Entrega 4: EStratégias para CuidAdores em DemênciA (ESCADA)
Após a conclusão do ciclo de oito sessões de intervenção nos primeiros cinco municípios (um por região brasileira), 22 dos 30 ACS elegíveis (73%) responderam a um questionário online de viabilidade. As respondentes eram predominantemente mulheres (n=21); todas haviam concluído ao menos o ensino médio, e 41% (n=9) possuíam ensino superior. Mais da metade dos ACS realizou todas as sessões (55%, n=12), e 68% conduziram pelo menos seis sessões (n=15). As sessões foram geralmente concluídas em 8–9 semanas, com duração aproximada de uma hora cada. A maioria dos ACS relatou sentir-se bem ou extremamente preparada após o treinamento (73%, n=16) e considerou o manual fácil ou razoavelmente fácil de compreender (64%, n=14). O engajamento dos cuidadores foi relatado por 64% (n=14). A maior parte dos ACS percebeu a intervenção como compatível com a rotina de trabalho (73%, n=16), relatou apoio da gestão (73%, n=16) e considerou o START útil tanto profissionalmente quanto além do contexto de trabalho (82%, n=18). No entanto, esses são dados preliminares que ainda não englobam a comparação entre cuidadores que receberam a intervenção e cuidadores que não receberam. Os achados preliminares são promissores quanto à viabilidade de implementação do START na atenção primária brasileira. Essa abordagem pode oferecer uma estratégia escalável para apoiar a saúde mental de cuidadores de pessoas com demência em sistemas públicos de saúde de países de baixa e média renda, utilizando agentes comunitários de saúde não especialistas.

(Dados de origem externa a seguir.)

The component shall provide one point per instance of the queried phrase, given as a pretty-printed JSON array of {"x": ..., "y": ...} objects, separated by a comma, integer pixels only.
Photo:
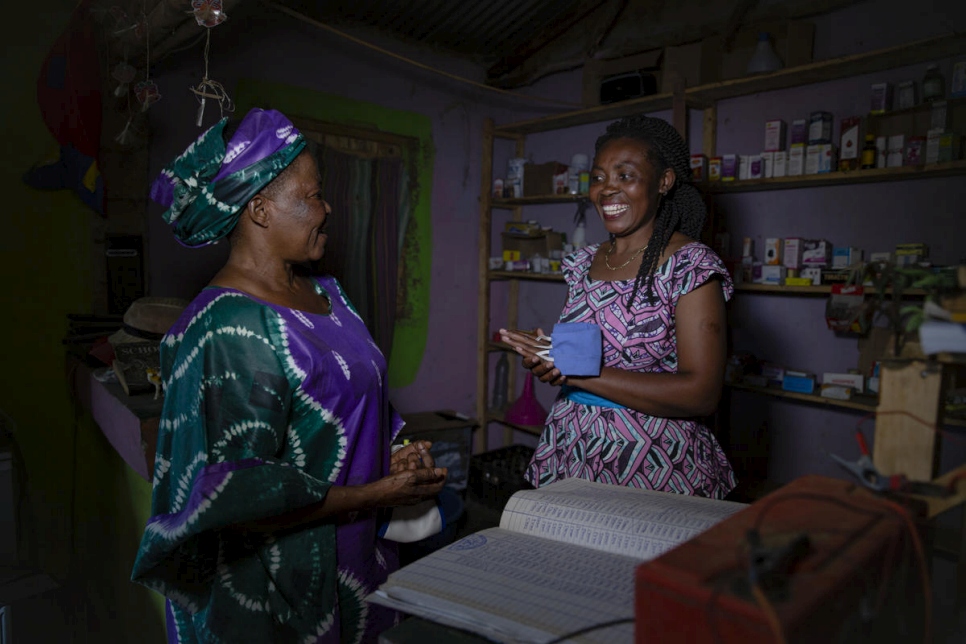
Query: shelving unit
[{"x": 703, "y": 97}]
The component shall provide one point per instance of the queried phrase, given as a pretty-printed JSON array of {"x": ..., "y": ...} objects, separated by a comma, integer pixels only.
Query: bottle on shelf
[
  {"x": 869, "y": 152},
  {"x": 933, "y": 85},
  {"x": 578, "y": 164},
  {"x": 764, "y": 59},
  {"x": 500, "y": 382},
  {"x": 579, "y": 237}
]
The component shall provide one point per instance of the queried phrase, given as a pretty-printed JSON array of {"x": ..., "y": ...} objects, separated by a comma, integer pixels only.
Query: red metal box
[{"x": 858, "y": 579}]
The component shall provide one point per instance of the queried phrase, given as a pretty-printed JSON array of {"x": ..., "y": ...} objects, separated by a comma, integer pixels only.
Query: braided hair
[{"x": 682, "y": 208}]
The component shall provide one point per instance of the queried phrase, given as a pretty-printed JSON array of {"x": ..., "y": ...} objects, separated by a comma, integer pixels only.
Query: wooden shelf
[
  {"x": 533, "y": 201},
  {"x": 911, "y": 53},
  {"x": 858, "y": 403},
  {"x": 495, "y": 416},
  {"x": 921, "y": 108},
  {"x": 905, "y": 173},
  {"x": 824, "y": 289},
  {"x": 704, "y": 96},
  {"x": 596, "y": 114},
  {"x": 525, "y": 275}
]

Nesta etapa do projeto, já é possível constatar a aplicabilidade e benefícios para o SUS a partir de resultados parciais nas diferentes entregas. Até o momento, foram envolvidos 19 estados, representados por vinte e dois (22) municípios de pequeno (até 99.999 habitantes), médio (100.000 a 499.999 habitantes) e grande porte (ao menos 500.000 habitantes). Por meio das intervenções realizadas nas entregas 2, 3 e 4, houve a participação de 559 trabalhadores do SUS (entregas 2, 3 e 4), atuantes em 31 Unidades Básicas de Saúde (UBS) e 7 eMultis; e o envolvimento de 74 cuidadores familiares de pessoas diagnosticadas com demência (entregas 2, 3 e 4), bem como 61 pessoas com demência (entregas 3 e 4). O projeto avança para a fase de finalização da coleta de dados e início da análise desses dados com o intuito de responder aos objetivos propostos inicialmente em cada entrega.
Nos próximos meses, haverá também a análise dos dados coletados para entrega 1, onde a partir dela, serão desenvolvidas recomendações sobre a integração da demência em políticas públicas de prevenção aos fatores de risco desta condição. Como parte desta entrega, haverá ainda uma oficina de trabalho para validação dessas recomendações que envolverá a participação de partes interessadas na temática da demência.